Hey y'all (That there’s Texas talk fer hi, me thinks)
This ought to be one of the greatest days for a long-time sports nut like me. It’s the home opener for my newly adopted baseball team the Houston Astros. My baseball team for life, the Kansas City Royals, are out in front in their division here at the onset of the season. (And, if you don’t follow baseball then you won’t grasp the marvel of that feat.) And tonight, the University of Kansas Jayhawks, another of the sports teams I’ve long-suffered with, will be battling for the men’s NCAA Division I basketball championship. And instead of enjoying the excitement of all these events coming into alignment in one fell swoop, I’m going nuts because I don’t think I should be thinking about any of this stuff when the world is going to hell in a hand basket, I’ve got rent, and utility bills, a car in need of tires, and another tank of gas before the end of the week. On top of that I can’t seem, for the life of me, to find a supplemental job that isn’t going to cost more to have than I’ll be getting paid. On the ministry front, at times I feel like John the Baptist, crying in the wilderness…or maybe more like the tree falling in the forest that nobody hears...boo-hoodie-hoo. Yeah, so baseball and basketball seem to have lost some of their recreational diversion. And, drat, I think it’s a crying shame… because tonight I would rather watch basketball, and listen to baseball on the radio, than fretting over, or inadequately praying about, the desperate situation of Christian brothers and sisters fighting for their lives in China, India, North Korea, and Africa. Just what is wrong with me!?!?!
I vaguely remember, in those days before I signed on with Artists in Christian Testimony and subsequently became an agent of gospel outreach over the internet, (having now completed a full three years in such service) that I rarely was challenged in the areas of resting and relaxing. But, things sure seem a whole lot more complex at present...Since I’ve become labeled as a missionary I really can't seem to relax much at all anymore.
Amid my anxiety, I recall this quote of Jesus, (red-lettered in my NLT Bible) “Come to me, all of you who are weary and carry heavy burdens and I will give you rest. Take my yoke upon you. Let me teach you, because I am humble and gentle, and you will find rest for your souls. For my yoke fits perfectly and the burden I give you is light.” Matthew 11: 28-30. Yet, forgive me Jesus, but I’m actually feeling much more weary and most of my present burdens surely aren’t feeling any lighter either. I'm feeling crushed by the yoke. (And this, by the way, is no joke.)

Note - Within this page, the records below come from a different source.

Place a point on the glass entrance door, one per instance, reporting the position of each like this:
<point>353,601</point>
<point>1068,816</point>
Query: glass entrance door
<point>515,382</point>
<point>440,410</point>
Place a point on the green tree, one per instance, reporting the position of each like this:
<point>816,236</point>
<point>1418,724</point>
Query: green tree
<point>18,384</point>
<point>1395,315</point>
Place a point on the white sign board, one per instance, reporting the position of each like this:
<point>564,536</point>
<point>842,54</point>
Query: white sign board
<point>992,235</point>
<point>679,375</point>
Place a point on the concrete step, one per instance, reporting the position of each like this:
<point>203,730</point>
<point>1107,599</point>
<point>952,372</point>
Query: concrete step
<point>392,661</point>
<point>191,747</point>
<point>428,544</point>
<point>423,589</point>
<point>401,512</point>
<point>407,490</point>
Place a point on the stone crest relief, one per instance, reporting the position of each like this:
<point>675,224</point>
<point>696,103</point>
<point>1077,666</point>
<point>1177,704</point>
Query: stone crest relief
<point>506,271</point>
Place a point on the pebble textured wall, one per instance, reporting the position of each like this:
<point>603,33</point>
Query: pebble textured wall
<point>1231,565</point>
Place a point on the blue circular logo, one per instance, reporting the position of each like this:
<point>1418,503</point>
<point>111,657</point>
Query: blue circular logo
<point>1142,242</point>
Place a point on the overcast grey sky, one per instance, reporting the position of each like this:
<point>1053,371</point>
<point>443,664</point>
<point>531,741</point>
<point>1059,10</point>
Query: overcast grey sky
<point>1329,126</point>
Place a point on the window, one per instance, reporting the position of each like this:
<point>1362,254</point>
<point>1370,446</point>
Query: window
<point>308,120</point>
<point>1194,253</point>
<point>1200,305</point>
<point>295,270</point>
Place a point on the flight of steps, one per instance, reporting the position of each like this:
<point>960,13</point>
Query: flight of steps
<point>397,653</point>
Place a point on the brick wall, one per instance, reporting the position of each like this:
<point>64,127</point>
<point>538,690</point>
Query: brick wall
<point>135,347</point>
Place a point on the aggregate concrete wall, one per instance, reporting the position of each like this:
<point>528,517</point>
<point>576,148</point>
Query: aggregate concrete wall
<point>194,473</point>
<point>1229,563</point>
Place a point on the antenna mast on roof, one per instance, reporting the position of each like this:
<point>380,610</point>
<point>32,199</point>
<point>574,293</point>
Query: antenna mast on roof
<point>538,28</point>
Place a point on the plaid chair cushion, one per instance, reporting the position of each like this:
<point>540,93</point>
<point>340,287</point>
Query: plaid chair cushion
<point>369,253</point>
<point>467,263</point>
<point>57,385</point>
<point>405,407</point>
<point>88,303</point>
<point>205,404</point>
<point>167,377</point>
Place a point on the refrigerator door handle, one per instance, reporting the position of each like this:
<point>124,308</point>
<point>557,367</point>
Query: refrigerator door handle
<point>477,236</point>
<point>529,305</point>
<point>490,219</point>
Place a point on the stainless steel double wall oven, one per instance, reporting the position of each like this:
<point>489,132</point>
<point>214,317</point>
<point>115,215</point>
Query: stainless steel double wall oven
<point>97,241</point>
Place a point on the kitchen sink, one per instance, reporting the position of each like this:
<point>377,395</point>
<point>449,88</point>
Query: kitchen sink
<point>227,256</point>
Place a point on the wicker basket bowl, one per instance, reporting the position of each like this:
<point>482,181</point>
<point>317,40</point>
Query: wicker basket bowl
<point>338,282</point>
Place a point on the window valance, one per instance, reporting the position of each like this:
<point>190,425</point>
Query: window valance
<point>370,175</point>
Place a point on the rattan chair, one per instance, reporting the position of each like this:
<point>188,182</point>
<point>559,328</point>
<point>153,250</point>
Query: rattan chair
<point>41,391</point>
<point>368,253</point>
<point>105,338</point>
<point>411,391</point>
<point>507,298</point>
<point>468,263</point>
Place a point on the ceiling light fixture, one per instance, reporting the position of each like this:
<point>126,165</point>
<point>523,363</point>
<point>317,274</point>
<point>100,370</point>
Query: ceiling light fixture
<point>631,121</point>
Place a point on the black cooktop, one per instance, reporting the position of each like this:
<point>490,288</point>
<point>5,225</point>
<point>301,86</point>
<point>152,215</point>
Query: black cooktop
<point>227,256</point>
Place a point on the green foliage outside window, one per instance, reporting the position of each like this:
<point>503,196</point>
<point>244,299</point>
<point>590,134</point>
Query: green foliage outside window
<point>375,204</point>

It seems Jesus is implying, to His largely agriculturally adroit audience that just like one of those yokes, that heavy wooden harness that was placed on beasts of burden so they can pull farm implements, is indicative of our dragging about heavy burdens…He’s got a better yoke. That’s all fine and well, I truly believe this is true and encourage others to listen to what Jesus is offering here. But I note further that there are many clear instructions in the Bible regarding the obligations for any who aspire to being a religious teacher…like a missionary.
A few of the heaviest verses might be Ephesians 4:11-13, “He is the one who gave these gifts to the church: the apostles, the prophets, the evangelists, and the pastors and teachers. Their responsibility is to equip God’s people to do His work and to build up the church, the body of Christ, until we come to such unity in our faith and knowledge of God’s Son that we will be mature and full grown in the Lord, measuring up to the full stature of Christ.” Add to that then, Titus 2:8, “Let your teaching be so correct that it can’t be criticized. Then those who want to argue will be ashamed because they won’t have anything bad to say about us.” And finally, there’s always James 3:1, “Dear brothers and sisters, not many of you should become teachers in the church, for we who teach will be judged by God with greater strictness.” If you don’t mind my saying, this doesn’t appear to be to be a particularly light burden to bear…and I can get pretty freaked out about the level of responsibility I’ve been entrusted with. Still, you go Astros, Royals, and especially you Jayhawks - beat Memphis!